I come from a place where breath, eyes and memory are one, a place from which you carry your past like the hair on your head. Where women return to their children as butterflies or as tears in the eyes of the statues that their daughters pray to. My Mother was as brave as the stars at dawn. She too was from this place. My mother was like that woman who could never bleed and then could never stop bleeding, the one who gave in to her pain, to live as a butterfly. Yes, my mother was like me. (Breath, Eyes, Memory. 1994)

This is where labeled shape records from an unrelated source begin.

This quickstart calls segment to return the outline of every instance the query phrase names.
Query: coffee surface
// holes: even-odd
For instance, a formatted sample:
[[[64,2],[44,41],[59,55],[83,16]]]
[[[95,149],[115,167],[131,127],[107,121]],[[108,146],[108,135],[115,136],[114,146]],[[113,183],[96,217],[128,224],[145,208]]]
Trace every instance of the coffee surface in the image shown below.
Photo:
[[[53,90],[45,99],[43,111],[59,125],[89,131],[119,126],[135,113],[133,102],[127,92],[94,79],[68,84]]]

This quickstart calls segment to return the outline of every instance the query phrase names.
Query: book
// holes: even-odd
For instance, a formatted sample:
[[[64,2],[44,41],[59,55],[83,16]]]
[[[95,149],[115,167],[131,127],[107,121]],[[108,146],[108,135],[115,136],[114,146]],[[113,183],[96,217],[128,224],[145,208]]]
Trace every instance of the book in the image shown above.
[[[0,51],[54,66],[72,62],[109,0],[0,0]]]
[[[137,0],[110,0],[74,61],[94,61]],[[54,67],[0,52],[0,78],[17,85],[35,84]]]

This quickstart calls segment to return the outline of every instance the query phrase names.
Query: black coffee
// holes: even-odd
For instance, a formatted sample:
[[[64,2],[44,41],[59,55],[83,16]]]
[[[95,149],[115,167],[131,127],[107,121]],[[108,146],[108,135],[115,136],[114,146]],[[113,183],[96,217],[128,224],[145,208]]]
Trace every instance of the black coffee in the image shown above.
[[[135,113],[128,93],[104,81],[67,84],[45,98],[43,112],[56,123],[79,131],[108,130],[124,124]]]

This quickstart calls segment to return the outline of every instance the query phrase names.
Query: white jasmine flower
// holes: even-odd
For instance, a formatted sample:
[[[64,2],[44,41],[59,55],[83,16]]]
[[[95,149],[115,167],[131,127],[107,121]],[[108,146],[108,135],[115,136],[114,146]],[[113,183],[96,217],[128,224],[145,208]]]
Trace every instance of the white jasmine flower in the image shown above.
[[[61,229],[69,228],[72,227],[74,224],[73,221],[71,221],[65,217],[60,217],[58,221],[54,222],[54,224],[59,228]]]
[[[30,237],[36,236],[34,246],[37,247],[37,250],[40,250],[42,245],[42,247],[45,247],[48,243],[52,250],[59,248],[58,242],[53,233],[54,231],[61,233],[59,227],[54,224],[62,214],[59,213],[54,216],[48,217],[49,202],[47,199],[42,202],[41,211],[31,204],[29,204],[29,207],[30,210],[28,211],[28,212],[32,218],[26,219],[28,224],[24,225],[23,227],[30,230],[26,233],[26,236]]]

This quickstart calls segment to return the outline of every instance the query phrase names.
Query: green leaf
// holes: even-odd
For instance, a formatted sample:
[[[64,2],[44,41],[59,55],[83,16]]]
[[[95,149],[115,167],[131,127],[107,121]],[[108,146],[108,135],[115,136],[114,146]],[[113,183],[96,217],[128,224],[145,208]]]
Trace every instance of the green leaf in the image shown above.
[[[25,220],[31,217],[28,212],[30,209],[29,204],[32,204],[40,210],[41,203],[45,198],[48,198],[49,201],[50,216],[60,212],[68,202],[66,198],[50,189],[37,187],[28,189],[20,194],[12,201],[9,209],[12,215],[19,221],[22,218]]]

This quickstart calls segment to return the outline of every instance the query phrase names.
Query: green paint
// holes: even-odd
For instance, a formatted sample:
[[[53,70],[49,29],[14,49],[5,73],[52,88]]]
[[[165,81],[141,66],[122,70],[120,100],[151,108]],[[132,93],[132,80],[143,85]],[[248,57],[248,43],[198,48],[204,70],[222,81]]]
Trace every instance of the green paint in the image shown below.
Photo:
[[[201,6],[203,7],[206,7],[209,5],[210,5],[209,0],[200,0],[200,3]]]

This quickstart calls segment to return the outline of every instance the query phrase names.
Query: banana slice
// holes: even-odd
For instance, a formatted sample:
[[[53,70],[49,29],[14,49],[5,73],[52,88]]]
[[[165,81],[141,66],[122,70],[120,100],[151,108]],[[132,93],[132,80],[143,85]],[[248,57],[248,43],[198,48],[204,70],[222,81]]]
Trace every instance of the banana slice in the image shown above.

Edwidge Danticat was born in Haiti in 1969. She was separated from both of her parents because of their immigration to the United States. She lived with relatives in Haiti until she was 12, when she was reunited with her parents. She earned a degree in French from Barnard and an M.F.A. at Brown University. Her thesis work became her first novel, Breath, Eyes, Memory, a tale of the struggles of four generations of women to overcome poverty and other family curses. After she completed her master’s work, Edwidge Danticat worked for Jonathan Demme’s New York city production office. She served as an associate producer on Courage and Pain, a documentary about Haitian survivors of torture. In 1995, a collection of short stories, Krik? Krak?, was published and nominated for a National Book Award. Edwidge Danticat is often compared to Alice Walker because of her fearlessness where controversial topics are concerned. (Norton Anthology/Answers.com)
I like it.
She is a great writer and determined to give voice to the voiceless Haitians in Haiti and in the US.